Pauline Vande-Pallen, representing the Women’s Working Group/Network for Women’s Rights in Ghana, said she was concerned that Governments were not making the structural changes necessary to revise flawed systems that had worsened the lives of women and many others already suffering greatly from the recent food and energy crises. “Women need to be actively engaged in whatever recovery programmes are put in place,” she said, urging that the upcoming Conference be used as a vehicle to build global consensus for a just economic system.
Roberto Bissio, representing Social Watch, cited new projections showing that the financial crisis was deeper than previously believed. Developing countries were particularly hard hit by the impact of falling commodity prices, slowing global investment, more expensive credit, and falling remittances. Governments should be able to provide cash directly to the poor, who could then put it directly into the global economy. However, developing-country Governments could not do that without aggravating existing debt problems, he warned.
Kristian Weise, representing Global Unions/LO-Denmark, said global unemployment was expected to increase by 50 million in 2009 due to the financial crisis. The job crisis would last much longer than the economic one, and economic recovery policies should address unemployment. Workers around the world and developing countries that had played no role in creating the turmoil were paying for it. Too much money had been directed to banks and big companies and not enough to restoring employment. “This crisis is not an excuse for pursuing bad policies and backing down on promises made in better times,” he said, referring to official development assistance (ODA) commitments made by developed nations.
Bhumika Muchhala of the Third World Network advocated the use of collaborative measures to help remedy the financial crisis facing developing nations. One such measure would be to increase liquidity, since developing countries faced a severe liquidity squeeze owing to a drop in exports, remittances, tourism revenue, foreign direct investment and aid. Other measures would include reforming the Bretton Woods institutions, revising restrictive measures in international trade agreements and temporarily reversing restrictions on capital flows into their countries. There was also a need to strengthen regulation of the financial markets.
Asked whether the Group’s recommendations were being taken seriously by the international community, Mr. Bissio said he believed the agreed draft outcome document would give the United Nations a place in the economic world. The conference and outcome document were a step in the right direction. “We are not completely pessimistic,” he added.
Mr. Weise said the crisis had made politicians discuss issues that they previously would not have discussed, such as tax havens and employment. Indeed, the idea of a global economic council was one that global trade unions had advocated over many years.

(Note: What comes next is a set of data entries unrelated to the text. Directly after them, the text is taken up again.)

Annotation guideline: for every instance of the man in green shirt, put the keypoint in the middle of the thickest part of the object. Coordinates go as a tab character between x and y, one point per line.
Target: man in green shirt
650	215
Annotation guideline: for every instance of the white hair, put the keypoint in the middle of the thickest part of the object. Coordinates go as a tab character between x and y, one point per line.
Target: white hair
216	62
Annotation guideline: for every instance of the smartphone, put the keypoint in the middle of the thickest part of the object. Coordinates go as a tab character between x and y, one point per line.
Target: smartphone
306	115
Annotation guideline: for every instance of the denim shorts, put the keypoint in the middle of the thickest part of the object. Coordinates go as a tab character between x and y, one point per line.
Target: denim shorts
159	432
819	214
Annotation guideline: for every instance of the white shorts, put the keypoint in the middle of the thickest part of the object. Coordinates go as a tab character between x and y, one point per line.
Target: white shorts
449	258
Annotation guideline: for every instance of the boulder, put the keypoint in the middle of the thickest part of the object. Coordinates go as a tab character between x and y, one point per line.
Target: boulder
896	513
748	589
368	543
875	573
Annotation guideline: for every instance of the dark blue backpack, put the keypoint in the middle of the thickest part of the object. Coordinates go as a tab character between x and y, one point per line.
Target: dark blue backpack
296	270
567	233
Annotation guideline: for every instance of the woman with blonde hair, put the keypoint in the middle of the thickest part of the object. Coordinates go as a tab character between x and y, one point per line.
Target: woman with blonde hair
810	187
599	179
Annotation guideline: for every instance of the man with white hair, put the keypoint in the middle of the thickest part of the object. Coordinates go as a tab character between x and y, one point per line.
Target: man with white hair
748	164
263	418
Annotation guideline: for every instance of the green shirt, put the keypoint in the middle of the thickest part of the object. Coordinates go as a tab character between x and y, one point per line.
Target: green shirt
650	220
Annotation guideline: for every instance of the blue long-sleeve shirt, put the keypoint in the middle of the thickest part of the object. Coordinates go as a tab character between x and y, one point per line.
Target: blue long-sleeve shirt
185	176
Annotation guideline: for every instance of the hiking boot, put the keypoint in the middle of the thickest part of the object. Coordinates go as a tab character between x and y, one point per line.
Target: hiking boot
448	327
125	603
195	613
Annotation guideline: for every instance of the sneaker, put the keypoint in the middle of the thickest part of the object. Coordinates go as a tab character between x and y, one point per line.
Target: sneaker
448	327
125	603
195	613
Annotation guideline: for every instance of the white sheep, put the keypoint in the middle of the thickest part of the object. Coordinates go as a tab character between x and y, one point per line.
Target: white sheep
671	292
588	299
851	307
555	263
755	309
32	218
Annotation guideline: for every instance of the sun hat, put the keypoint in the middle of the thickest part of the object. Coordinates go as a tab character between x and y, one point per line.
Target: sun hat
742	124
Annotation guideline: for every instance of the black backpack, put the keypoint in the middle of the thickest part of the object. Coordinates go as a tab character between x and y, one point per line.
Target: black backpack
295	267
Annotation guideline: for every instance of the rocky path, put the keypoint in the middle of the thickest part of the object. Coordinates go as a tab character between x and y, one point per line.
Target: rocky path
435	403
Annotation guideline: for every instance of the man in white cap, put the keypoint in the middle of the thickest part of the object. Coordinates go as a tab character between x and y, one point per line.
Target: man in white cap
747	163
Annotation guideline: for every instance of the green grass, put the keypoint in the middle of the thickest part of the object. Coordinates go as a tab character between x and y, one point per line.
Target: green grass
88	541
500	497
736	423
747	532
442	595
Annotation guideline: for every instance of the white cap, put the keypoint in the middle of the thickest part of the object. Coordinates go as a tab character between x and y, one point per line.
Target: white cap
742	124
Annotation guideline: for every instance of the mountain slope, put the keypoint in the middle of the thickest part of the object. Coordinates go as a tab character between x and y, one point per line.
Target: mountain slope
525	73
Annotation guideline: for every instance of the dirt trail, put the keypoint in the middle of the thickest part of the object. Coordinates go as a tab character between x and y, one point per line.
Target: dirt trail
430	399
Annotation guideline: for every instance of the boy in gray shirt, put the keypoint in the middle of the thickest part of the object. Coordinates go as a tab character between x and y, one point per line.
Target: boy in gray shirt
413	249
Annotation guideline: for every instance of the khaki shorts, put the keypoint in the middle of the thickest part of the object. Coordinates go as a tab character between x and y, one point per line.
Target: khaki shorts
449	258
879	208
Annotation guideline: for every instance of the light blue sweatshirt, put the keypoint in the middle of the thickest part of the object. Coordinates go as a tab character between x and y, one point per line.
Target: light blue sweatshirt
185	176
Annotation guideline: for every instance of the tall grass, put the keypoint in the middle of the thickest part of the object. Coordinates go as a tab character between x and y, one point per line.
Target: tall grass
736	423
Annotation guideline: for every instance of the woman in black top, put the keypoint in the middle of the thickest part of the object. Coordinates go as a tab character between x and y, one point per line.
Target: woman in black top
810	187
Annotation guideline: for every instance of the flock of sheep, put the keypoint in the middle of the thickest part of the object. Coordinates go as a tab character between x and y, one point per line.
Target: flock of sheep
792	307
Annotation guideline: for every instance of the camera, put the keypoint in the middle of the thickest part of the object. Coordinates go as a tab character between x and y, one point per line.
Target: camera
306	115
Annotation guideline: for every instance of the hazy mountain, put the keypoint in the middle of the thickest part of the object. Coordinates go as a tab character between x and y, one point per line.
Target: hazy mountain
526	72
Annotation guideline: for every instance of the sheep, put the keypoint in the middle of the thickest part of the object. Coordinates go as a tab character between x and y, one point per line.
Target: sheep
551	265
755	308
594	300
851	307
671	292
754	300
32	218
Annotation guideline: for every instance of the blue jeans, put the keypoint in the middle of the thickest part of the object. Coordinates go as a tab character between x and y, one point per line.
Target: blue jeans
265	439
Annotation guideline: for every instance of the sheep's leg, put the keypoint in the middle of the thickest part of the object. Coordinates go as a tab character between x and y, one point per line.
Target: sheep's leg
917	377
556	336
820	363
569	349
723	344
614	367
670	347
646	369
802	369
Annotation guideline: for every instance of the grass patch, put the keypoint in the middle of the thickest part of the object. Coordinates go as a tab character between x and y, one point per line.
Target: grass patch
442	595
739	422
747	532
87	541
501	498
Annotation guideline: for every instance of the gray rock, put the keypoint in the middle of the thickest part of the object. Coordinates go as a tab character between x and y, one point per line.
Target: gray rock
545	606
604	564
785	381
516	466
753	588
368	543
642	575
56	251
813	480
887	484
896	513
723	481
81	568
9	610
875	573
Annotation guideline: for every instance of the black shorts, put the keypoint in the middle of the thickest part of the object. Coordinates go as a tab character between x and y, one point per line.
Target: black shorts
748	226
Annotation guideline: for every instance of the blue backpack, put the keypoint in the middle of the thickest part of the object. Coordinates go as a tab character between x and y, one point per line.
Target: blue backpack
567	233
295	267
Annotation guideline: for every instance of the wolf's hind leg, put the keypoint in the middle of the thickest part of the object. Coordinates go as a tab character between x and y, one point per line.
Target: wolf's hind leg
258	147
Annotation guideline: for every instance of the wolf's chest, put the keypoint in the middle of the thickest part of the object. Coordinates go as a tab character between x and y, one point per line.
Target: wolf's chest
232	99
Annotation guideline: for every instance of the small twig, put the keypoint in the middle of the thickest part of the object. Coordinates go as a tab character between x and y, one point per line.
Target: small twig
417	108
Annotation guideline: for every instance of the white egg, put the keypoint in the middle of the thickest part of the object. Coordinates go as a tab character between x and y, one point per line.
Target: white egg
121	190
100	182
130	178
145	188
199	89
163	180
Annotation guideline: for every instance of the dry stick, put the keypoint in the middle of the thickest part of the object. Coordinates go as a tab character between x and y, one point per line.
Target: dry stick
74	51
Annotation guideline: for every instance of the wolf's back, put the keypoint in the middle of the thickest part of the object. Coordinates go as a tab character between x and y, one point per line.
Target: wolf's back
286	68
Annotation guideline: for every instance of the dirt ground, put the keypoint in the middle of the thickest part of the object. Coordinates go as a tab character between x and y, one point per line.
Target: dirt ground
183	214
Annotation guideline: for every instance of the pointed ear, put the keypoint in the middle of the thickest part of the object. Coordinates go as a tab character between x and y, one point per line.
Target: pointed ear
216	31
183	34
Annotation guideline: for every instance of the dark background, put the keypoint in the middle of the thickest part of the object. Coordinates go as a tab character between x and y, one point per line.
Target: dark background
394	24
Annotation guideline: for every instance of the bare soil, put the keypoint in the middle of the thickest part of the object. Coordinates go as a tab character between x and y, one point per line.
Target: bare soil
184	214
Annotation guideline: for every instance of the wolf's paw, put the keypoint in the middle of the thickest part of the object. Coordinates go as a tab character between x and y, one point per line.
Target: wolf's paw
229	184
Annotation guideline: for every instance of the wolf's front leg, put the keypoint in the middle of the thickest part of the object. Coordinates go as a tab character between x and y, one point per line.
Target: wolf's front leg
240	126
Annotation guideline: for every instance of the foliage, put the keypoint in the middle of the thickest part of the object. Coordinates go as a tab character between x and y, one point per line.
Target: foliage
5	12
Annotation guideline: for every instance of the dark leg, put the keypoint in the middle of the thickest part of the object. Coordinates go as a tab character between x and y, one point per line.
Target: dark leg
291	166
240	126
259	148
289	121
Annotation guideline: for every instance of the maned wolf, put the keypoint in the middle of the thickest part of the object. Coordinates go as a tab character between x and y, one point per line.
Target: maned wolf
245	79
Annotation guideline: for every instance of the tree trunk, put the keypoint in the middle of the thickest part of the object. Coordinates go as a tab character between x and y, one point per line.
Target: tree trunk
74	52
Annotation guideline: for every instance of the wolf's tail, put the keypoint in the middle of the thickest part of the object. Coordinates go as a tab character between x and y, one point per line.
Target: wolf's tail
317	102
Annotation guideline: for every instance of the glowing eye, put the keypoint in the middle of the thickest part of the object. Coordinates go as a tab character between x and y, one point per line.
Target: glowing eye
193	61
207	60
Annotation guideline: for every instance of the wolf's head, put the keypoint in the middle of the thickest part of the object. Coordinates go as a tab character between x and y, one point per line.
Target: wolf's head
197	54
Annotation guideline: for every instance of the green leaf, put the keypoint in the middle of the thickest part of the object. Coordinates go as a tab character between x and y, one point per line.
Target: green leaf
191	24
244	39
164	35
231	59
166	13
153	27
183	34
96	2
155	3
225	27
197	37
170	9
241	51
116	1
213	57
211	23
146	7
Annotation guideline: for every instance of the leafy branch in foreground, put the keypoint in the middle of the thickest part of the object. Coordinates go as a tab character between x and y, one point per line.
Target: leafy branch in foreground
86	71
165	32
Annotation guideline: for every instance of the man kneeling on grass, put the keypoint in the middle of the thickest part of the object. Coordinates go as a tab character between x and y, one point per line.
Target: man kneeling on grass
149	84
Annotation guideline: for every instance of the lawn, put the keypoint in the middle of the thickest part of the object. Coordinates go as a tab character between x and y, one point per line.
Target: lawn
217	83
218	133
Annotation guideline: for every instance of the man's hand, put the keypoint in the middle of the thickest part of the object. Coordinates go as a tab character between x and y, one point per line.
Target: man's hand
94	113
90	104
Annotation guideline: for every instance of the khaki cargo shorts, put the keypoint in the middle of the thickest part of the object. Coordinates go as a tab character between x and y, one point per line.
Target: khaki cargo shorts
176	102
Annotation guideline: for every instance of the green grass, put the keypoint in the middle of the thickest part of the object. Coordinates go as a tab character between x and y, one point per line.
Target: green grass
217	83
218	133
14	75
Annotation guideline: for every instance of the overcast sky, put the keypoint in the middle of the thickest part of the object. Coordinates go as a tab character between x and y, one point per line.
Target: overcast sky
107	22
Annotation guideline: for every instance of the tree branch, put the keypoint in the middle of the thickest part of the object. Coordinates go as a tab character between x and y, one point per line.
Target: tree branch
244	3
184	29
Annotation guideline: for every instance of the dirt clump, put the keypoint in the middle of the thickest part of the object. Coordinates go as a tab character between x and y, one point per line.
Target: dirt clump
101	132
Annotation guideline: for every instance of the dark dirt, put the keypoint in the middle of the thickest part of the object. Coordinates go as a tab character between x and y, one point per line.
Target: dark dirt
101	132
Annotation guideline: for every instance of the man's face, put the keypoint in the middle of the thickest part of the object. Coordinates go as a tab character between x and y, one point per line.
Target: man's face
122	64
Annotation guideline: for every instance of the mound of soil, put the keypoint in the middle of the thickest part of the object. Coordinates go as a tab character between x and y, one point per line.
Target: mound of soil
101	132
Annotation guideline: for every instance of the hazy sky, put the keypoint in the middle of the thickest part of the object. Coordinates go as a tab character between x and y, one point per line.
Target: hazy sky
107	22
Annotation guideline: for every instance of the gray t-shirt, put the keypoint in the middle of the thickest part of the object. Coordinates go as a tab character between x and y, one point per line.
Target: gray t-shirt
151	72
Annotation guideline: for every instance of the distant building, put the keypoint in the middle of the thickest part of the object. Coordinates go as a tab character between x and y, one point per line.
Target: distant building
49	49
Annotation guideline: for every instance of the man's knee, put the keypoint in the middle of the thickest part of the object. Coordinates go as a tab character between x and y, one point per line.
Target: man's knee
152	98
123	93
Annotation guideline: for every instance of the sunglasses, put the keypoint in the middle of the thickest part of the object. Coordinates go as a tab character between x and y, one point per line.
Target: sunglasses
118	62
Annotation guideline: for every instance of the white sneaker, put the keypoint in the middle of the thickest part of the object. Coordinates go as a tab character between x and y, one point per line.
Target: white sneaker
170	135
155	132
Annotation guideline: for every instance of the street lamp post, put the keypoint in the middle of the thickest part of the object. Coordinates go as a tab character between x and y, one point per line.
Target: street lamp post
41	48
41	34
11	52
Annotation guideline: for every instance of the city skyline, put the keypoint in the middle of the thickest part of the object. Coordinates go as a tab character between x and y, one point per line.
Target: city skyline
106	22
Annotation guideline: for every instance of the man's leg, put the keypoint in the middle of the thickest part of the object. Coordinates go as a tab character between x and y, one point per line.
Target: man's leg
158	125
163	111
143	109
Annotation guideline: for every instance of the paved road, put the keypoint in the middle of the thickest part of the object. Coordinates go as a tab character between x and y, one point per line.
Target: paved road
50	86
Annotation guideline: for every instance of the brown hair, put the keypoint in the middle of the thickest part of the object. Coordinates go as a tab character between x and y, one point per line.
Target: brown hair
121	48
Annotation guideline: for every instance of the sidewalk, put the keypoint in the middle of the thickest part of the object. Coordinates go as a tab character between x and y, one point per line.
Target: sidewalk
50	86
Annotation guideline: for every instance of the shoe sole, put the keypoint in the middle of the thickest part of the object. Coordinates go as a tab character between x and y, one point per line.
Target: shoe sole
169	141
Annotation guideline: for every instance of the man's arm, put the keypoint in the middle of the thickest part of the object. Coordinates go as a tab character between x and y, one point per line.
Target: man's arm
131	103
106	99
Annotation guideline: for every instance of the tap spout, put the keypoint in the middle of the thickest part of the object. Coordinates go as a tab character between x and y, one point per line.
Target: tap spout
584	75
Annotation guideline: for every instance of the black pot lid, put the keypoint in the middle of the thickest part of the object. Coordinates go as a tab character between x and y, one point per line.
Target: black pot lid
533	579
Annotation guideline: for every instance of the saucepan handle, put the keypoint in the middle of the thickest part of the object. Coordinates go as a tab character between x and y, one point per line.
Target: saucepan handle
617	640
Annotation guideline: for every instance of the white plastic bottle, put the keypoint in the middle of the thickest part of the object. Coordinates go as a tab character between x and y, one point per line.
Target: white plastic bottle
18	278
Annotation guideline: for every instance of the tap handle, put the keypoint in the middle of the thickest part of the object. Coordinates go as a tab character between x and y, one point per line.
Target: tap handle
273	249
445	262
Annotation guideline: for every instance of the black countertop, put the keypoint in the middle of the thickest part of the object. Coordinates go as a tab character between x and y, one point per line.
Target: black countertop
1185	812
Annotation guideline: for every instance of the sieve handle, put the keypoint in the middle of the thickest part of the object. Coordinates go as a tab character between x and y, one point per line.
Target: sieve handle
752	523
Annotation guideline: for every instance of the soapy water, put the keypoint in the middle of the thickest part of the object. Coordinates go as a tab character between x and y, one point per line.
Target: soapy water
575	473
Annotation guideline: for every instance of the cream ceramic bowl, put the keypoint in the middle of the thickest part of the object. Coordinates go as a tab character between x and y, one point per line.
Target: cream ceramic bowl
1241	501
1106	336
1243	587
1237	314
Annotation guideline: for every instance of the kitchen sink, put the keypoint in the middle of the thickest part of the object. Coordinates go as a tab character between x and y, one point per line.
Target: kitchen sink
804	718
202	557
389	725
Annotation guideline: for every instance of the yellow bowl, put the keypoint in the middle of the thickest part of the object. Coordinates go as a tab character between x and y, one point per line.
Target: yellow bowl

Replying to a question about greater protection for consumers of financial products, Mr. Weise called for additional regulation of lending practices, while Mr. Bissio suggested testing the safety of financial products sold on the markets. Like toxic toys, toxic debt should be prohibited from sale, he added. “These products were made to be used by highly sophisticated investors, not sold over the counter.”
In response to a question about who might oversee a global economic council established at the United Nations, Mr. Bissio said that any Government system needed checks and balances, so any United Nations economic coordinating or security council must be transparent.